Há uma eternidade que sofremos com o todo-poderoso Gara, o vento de fogo. Derrete qualquer imprudência neste lugar hostil. Verga-nos. É como ter um ar condicionado a debitar calor para o nosso rosto. Todo o dia.

São centenas de cameleiros afar. Que se movem sazonalmente. Sob o sol mais abrasador do planeta, lascam a extensa crosta salgada (estudos falam em profundidade até .000 metros) extraindo grandes blocos que, depois, são esforçadamente esculpidos em placas de 30x40 centímetros. Pesam uns 6,5 quilos. Cada camelo transporta umas 30 barras, cerca de 200 quilos. Os burros, adaptados a esta tarefa, também contribuem. Depois transportam a mercadoria com estafantes caminhadas de dias... 
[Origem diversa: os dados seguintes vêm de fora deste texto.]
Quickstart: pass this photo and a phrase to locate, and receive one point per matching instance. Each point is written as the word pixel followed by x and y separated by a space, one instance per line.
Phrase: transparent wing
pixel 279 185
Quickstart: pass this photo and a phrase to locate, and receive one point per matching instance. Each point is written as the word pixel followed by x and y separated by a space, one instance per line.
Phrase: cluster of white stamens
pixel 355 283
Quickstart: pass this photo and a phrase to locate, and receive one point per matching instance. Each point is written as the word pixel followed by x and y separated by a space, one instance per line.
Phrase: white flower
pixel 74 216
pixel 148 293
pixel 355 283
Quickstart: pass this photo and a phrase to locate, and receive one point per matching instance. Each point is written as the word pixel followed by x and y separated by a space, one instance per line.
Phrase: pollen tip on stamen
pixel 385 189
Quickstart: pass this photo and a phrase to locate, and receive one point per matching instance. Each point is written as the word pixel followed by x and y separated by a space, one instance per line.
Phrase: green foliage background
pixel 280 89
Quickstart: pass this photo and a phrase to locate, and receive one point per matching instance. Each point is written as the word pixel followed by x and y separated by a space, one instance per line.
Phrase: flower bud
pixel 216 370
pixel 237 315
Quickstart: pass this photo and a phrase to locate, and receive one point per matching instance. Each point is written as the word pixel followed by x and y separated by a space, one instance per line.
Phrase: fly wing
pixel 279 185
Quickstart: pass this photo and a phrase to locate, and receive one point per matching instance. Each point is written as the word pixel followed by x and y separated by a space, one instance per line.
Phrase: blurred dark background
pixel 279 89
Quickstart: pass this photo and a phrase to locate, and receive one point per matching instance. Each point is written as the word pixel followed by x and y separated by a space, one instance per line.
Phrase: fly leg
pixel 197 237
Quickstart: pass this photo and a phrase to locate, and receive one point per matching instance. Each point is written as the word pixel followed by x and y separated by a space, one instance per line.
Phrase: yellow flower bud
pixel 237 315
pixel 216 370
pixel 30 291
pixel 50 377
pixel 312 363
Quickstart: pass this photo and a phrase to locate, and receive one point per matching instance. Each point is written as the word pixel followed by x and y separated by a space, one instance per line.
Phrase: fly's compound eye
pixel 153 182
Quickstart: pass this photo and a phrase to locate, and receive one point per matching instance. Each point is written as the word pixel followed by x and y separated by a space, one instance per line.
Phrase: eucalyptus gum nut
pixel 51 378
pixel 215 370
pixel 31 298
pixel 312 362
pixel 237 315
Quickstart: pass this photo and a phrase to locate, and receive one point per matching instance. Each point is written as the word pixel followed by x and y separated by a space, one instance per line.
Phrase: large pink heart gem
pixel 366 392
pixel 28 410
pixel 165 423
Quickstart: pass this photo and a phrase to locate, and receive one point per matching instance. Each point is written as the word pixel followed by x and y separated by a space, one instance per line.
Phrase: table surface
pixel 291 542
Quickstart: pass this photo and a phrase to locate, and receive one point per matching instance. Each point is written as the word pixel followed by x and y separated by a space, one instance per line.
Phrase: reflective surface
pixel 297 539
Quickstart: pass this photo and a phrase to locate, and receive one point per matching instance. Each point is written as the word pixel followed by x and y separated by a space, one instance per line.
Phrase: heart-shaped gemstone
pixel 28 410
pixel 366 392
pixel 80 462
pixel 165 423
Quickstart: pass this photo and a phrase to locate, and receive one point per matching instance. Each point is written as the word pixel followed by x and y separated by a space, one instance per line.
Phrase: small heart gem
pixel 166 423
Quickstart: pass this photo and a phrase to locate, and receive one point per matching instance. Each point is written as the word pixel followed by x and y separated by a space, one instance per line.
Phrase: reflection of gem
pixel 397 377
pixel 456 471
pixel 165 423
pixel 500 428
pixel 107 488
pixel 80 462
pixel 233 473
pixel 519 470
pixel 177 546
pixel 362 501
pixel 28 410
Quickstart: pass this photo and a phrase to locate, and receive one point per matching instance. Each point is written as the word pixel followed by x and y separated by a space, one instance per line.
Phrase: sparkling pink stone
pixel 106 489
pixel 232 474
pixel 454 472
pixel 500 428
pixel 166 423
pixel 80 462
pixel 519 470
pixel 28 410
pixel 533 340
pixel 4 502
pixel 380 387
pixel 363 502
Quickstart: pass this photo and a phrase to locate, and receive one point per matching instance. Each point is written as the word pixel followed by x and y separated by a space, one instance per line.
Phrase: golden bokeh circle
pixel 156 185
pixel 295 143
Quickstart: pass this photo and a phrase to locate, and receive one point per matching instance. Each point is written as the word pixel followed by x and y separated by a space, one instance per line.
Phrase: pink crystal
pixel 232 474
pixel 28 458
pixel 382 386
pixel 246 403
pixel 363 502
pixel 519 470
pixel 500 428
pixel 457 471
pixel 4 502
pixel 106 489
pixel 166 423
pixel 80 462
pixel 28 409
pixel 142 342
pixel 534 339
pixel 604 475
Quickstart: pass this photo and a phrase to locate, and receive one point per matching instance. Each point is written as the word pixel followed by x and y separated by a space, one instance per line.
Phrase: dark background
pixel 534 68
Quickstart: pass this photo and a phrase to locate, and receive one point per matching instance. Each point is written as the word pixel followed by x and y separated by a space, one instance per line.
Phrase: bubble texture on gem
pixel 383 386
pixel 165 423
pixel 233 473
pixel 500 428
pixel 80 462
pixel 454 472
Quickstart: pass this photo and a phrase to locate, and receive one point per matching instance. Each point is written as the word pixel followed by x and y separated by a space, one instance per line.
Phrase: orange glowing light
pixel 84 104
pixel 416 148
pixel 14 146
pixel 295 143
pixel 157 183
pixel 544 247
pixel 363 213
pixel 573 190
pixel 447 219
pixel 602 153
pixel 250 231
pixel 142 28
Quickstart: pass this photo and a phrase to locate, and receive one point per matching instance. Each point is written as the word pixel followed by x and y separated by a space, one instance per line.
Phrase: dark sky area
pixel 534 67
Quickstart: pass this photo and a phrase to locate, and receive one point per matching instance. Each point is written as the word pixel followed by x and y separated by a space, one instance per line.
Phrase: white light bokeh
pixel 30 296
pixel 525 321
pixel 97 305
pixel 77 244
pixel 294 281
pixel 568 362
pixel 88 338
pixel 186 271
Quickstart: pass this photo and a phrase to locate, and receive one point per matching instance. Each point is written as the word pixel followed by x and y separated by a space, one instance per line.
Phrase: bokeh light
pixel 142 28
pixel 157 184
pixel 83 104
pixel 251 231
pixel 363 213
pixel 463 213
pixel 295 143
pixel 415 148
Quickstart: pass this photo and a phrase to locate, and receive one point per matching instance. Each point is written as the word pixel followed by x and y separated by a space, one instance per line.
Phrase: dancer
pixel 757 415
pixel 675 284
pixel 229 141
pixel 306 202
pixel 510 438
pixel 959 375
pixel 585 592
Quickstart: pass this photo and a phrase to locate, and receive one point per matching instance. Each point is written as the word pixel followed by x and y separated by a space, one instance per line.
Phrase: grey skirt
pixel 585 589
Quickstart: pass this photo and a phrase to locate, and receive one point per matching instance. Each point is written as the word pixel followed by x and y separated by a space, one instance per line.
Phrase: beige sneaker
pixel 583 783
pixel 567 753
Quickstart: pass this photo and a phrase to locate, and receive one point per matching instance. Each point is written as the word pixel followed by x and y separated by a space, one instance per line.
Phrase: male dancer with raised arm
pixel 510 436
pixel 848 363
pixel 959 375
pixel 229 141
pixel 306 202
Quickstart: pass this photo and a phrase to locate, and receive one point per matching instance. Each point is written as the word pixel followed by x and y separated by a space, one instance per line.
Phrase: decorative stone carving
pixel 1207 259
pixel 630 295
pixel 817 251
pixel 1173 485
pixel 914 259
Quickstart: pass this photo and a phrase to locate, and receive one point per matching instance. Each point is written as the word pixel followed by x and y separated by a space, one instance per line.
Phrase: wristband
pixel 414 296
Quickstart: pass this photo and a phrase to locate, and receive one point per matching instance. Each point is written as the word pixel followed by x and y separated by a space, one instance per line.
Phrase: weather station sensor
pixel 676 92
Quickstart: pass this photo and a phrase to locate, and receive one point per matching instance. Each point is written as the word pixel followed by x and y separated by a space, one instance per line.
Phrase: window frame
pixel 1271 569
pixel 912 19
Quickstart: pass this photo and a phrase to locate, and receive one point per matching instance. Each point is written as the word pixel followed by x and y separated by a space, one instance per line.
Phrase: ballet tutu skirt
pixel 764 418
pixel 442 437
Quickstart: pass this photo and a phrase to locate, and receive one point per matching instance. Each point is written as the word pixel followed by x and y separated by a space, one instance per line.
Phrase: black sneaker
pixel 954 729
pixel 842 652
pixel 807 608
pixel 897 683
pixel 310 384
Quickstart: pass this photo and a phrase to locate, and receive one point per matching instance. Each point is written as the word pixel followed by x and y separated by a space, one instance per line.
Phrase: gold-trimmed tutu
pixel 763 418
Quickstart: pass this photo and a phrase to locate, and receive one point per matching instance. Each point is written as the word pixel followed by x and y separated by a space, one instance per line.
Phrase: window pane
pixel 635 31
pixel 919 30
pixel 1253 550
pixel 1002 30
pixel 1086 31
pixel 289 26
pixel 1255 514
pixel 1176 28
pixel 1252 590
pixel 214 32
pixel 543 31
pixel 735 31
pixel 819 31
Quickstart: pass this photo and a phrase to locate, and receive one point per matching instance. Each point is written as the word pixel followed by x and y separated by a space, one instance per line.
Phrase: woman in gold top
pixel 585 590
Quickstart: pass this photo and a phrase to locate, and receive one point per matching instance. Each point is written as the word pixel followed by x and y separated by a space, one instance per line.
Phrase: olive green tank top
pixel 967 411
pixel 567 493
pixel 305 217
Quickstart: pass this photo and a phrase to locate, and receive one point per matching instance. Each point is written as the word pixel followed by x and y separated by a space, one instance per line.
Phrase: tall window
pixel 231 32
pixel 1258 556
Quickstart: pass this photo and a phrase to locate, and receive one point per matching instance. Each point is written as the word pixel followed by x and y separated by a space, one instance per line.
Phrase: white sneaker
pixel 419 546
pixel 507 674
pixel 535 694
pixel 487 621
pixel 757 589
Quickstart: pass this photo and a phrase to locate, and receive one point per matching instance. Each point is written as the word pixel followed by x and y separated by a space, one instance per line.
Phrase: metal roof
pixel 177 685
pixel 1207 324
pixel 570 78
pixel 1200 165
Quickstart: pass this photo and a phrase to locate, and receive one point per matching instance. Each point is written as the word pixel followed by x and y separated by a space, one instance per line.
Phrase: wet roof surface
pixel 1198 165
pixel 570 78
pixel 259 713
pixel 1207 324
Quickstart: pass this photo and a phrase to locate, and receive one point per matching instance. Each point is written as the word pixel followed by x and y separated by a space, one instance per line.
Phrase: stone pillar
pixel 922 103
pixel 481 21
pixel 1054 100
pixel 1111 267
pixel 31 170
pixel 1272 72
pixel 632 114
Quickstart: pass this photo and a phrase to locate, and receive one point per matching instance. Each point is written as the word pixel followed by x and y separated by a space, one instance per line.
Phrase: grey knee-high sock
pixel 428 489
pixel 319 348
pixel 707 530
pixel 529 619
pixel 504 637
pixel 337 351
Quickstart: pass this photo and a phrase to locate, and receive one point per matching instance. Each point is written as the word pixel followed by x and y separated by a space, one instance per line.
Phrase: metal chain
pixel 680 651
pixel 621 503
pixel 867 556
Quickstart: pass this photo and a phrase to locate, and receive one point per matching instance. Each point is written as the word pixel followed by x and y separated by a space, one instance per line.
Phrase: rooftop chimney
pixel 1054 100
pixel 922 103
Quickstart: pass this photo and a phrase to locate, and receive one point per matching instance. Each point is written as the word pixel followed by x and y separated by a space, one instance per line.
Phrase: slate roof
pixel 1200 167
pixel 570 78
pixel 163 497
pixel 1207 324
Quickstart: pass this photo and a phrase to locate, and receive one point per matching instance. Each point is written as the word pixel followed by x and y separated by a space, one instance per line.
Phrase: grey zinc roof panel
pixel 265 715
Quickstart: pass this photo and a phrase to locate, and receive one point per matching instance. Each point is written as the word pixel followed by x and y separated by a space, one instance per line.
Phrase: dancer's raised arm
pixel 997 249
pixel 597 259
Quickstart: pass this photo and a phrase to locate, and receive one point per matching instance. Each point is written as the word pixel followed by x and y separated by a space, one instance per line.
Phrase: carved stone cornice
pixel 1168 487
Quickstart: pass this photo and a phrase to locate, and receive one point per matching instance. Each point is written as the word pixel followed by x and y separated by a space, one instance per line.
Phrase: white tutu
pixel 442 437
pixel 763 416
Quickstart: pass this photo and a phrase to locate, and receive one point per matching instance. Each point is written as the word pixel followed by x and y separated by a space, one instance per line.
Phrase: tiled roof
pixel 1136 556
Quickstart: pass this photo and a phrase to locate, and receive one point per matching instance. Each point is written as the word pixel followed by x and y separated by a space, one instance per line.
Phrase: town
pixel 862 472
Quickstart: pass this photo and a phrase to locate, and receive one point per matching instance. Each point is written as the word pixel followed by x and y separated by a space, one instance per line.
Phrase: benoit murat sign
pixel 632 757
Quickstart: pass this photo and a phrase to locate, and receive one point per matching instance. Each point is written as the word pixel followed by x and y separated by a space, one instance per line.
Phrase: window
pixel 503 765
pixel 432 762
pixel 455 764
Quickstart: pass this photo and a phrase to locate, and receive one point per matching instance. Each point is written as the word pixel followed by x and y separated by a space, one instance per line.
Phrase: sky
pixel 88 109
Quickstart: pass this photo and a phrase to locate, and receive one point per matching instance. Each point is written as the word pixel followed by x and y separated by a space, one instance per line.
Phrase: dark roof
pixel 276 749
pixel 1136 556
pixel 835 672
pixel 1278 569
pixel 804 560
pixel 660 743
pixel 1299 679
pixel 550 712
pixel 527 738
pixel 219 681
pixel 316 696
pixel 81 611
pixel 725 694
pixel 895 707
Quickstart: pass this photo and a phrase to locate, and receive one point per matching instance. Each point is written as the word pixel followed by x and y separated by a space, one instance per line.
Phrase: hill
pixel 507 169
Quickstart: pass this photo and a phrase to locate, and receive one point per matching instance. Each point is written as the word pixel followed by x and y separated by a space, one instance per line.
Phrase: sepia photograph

O sol é sufocante como nunca. Num dos tais momentos em que supera, tranquilamente, os 50ºC. Esta gente não vacila. E não se concede o luxo de descansar. Será conveniente evitar que o Abo Lalu (demónio/espírito maligno que à noite assombra as salinas) manifeste todo o seu mau humor.

Todo o processo tem milénios. Os afar acreditam que a utilização de maquinaria destruiria o lugar. Diz a lenda que o Danakil era tudo ouro, toda a gente vivia à grande. Até a ganância os “destruir”. Então Deus castigou-os transformando o adorado metal em sal. Dantes, ganhava valor a cada quilómetro que se afastava da origem. Hoje mal dá para sustentar este penoso modo de vida.

"É melhor morrer do que viver sem matar", diz o provérbio afar. Em nenhum outro lugar do planeta isto fará tanto sentido.

GUIA PRÁTICO

Como ir

A Egipt Air (Lisboa) ou a Turkish Airlines (Lisboa ou Santiago de Compostela) voam para Adis Abeba, com escala, por valores a partir dos 850 euros. Da capital para Makele, o melhor é recorrer à Ethiopian Airlines.